Traditional machine learning methods (e.g., random forests, PLSR) suffer from limited predictive performance in field-scale digital soil mapping due to small sample sizes and high-dimensional feature spaces. Method: We systematically evaluated nine state-of-the-art tabular neural networks—including TabPFN, FT-Transformer, and RealMLP—across 31 real-world soil datasets. Contribution/Results: Modern tabular neural networks consistently and significantly outperformed classical approaches; among them, TabPFN achieved superior and robust prediction accuracy across all benchmarks. This study provides the first empirical validation of deep learning’s efficacy and general advantage for soil property modeling under small-sample regimes, challenging the long-standing dominance of conventional algorithms. We formally propose TabPFN as a new default baseline model for soil property prediction when training data are scarce.

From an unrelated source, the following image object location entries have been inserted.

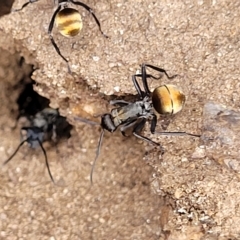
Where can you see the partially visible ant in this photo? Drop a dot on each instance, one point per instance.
(67, 20)
(43, 127)
(166, 100)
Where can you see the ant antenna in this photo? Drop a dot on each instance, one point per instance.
(46, 160)
(97, 154)
(19, 146)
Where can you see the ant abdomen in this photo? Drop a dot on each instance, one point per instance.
(69, 22)
(168, 99)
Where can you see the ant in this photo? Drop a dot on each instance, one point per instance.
(67, 20)
(43, 127)
(166, 100)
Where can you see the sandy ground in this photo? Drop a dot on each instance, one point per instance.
(191, 192)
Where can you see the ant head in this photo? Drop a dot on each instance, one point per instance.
(168, 99)
(32, 135)
(69, 22)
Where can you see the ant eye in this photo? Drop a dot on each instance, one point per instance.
(168, 99)
(69, 22)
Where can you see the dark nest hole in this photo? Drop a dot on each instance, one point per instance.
(31, 103)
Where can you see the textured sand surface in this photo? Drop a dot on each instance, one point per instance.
(191, 192)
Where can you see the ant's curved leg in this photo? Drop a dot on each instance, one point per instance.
(136, 85)
(24, 5)
(159, 70)
(97, 154)
(141, 93)
(120, 103)
(94, 16)
(145, 75)
(50, 27)
(15, 152)
(153, 123)
(126, 126)
(84, 120)
(178, 134)
(138, 128)
(46, 160)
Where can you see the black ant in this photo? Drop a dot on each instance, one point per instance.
(68, 21)
(43, 127)
(165, 100)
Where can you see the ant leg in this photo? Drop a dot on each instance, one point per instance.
(159, 70)
(46, 160)
(80, 119)
(153, 123)
(138, 128)
(97, 154)
(119, 102)
(91, 11)
(145, 75)
(126, 126)
(24, 5)
(19, 146)
(50, 27)
(178, 134)
(136, 85)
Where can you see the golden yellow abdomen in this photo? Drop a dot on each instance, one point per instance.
(69, 22)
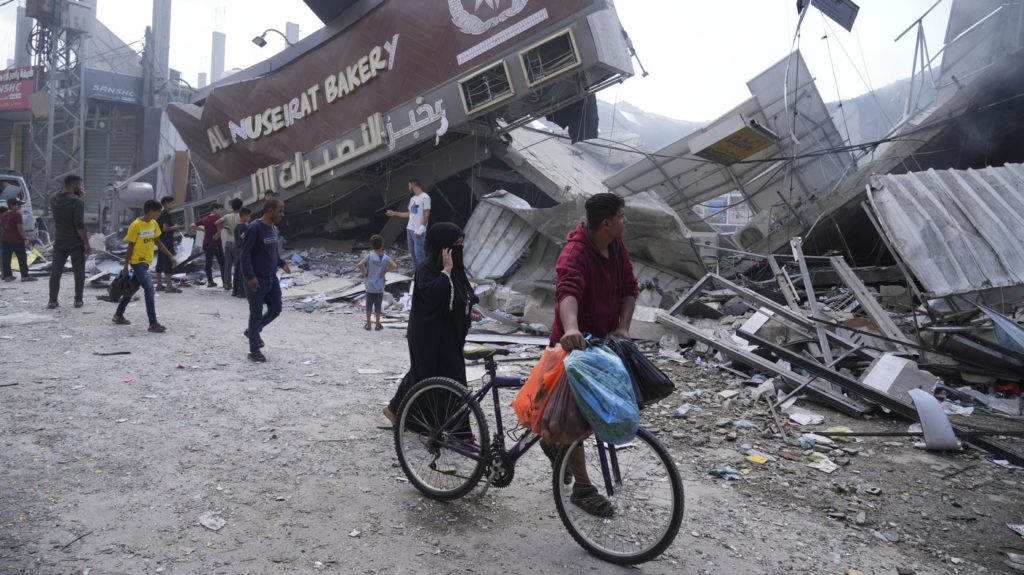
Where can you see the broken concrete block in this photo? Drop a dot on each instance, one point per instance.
(897, 376)
(761, 324)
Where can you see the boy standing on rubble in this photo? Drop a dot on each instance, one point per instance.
(167, 229)
(228, 222)
(14, 239)
(374, 268)
(419, 218)
(143, 235)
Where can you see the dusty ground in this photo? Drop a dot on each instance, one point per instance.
(108, 461)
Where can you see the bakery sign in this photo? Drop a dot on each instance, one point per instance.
(335, 87)
(15, 86)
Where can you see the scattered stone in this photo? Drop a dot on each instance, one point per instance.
(212, 521)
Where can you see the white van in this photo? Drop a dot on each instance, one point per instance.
(12, 185)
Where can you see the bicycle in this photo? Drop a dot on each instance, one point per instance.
(444, 448)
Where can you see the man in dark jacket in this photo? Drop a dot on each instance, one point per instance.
(595, 293)
(259, 260)
(70, 240)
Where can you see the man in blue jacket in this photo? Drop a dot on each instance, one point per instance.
(260, 259)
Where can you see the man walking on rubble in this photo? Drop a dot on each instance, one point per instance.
(595, 294)
(68, 207)
(211, 244)
(259, 260)
(419, 218)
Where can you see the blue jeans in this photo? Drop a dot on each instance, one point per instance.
(141, 272)
(269, 294)
(416, 248)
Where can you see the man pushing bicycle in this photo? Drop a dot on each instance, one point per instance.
(595, 293)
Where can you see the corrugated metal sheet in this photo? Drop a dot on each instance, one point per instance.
(958, 231)
(496, 237)
(684, 179)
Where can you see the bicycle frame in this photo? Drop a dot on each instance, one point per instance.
(607, 453)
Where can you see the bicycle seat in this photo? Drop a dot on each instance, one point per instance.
(483, 352)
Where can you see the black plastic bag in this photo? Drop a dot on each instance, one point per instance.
(649, 383)
(120, 286)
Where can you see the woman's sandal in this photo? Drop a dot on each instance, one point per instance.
(588, 499)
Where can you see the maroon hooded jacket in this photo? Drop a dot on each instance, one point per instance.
(598, 283)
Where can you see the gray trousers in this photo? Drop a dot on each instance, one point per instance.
(60, 256)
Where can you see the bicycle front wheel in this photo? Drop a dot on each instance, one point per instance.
(441, 439)
(623, 503)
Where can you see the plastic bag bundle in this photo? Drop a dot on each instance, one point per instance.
(535, 395)
(603, 392)
(649, 384)
(562, 423)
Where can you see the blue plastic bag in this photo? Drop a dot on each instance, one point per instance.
(604, 394)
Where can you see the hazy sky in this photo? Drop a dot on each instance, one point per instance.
(699, 53)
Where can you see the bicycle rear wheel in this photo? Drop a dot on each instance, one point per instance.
(646, 494)
(441, 439)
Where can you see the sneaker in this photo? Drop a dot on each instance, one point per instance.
(261, 344)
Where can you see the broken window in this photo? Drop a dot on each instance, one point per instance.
(550, 57)
(727, 213)
(486, 88)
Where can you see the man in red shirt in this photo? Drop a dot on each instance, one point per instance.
(595, 293)
(13, 239)
(211, 244)
(595, 290)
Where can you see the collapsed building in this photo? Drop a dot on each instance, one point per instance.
(854, 266)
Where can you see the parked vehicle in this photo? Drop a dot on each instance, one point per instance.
(12, 185)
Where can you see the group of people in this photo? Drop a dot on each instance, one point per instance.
(595, 290)
(252, 249)
(595, 293)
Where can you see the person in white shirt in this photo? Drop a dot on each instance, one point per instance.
(419, 217)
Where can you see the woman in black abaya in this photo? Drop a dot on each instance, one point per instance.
(442, 310)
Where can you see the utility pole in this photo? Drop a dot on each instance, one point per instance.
(58, 140)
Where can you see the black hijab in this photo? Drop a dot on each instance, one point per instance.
(440, 236)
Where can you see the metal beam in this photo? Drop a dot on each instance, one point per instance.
(812, 300)
(795, 381)
(851, 385)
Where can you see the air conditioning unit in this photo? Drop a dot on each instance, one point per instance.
(78, 16)
(706, 241)
(755, 230)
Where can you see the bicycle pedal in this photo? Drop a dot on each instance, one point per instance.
(442, 469)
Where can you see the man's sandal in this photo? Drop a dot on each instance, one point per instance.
(588, 499)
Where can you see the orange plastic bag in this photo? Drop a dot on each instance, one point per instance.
(536, 393)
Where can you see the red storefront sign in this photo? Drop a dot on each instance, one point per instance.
(15, 85)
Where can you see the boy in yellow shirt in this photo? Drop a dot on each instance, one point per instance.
(142, 237)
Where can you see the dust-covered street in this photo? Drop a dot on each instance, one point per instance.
(113, 463)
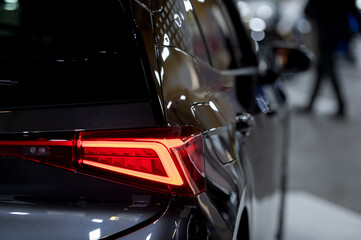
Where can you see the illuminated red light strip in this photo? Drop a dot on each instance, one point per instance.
(159, 146)
(65, 143)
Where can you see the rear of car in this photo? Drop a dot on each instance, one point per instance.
(117, 120)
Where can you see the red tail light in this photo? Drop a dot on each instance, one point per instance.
(166, 159)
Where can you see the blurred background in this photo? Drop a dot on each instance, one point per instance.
(324, 198)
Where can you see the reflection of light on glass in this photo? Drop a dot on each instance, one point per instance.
(157, 76)
(114, 218)
(94, 235)
(213, 106)
(304, 26)
(19, 213)
(258, 36)
(166, 40)
(244, 9)
(97, 220)
(257, 24)
(177, 20)
(11, 6)
(187, 5)
(165, 54)
(264, 11)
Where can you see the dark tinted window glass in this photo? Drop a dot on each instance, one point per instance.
(219, 32)
(64, 52)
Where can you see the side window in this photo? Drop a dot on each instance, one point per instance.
(219, 33)
(199, 47)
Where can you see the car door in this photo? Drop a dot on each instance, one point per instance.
(265, 148)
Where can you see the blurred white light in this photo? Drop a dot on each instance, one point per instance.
(264, 11)
(358, 3)
(257, 24)
(258, 36)
(187, 5)
(165, 54)
(94, 235)
(244, 9)
(213, 106)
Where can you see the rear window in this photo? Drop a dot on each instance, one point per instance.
(67, 52)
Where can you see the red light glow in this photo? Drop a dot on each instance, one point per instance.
(149, 160)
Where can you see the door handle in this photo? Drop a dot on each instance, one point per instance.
(245, 123)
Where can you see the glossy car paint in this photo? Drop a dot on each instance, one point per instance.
(244, 174)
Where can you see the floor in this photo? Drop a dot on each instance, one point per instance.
(324, 200)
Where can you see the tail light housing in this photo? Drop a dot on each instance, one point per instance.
(164, 159)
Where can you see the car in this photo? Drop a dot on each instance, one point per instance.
(139, 120)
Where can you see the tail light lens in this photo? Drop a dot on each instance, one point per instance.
(165, 159)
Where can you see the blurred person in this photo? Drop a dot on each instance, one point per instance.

In the field of pedometrics, tabular machine learning is the predominant method for predicting soil properties from remote and proximal soil sensing data, forming a central component of digital soil mapping. At the field-scale, this predictive soil modeling (PSM) task is typically constrained by small training sample sizes and high feature-to-sample ratios in soil spectroscopy. Traditionally, these conditions have proven challenging for conventional deep learning methods. Classical machine learning algorithms, particularly tree-based models like Random Forest and linear models such as Partial Least Squares Regression, have long been the default choice for field-scale PSM. Recent advances in artificial neural networks (ANN) for tabular data challenge this view, yet their suitability for field-scale PSM has not been proven. We introduce a comprehensive benchmark that evaluates state-of-the-art ANN architectures, including the latest multilayer perceptron (MLP)-based models (TabM, RealMLP), attention-based transformer variants (FT-Transformer, ExcelFormer, T2G-Former, AMFormer), retrieval-augmented approaches (TabR, ModernNCA), and an in-context learning foundation model (TabPFN). Our evaluation encompasses 31 field- and farm-scale datasets containing 30 to 460 samples and three critical soil properties: soil organic matter or soil organic carbon, pH, and clay content. Our results reveal that modern ANNs consistently outperform classical methods on the majority of tasks, demonstrating that deep learning has matured sufficiently to overcome the long-standing dominance of classical machine learning for PSM. Notably, TabPFN delivers the strongest overall performance, showing robustness across varying conditions. We therefore recommend the adoption of modern ANNs for field-scale PSM and propose TabPFN as the new default choice in the toolkit of every pedometrician.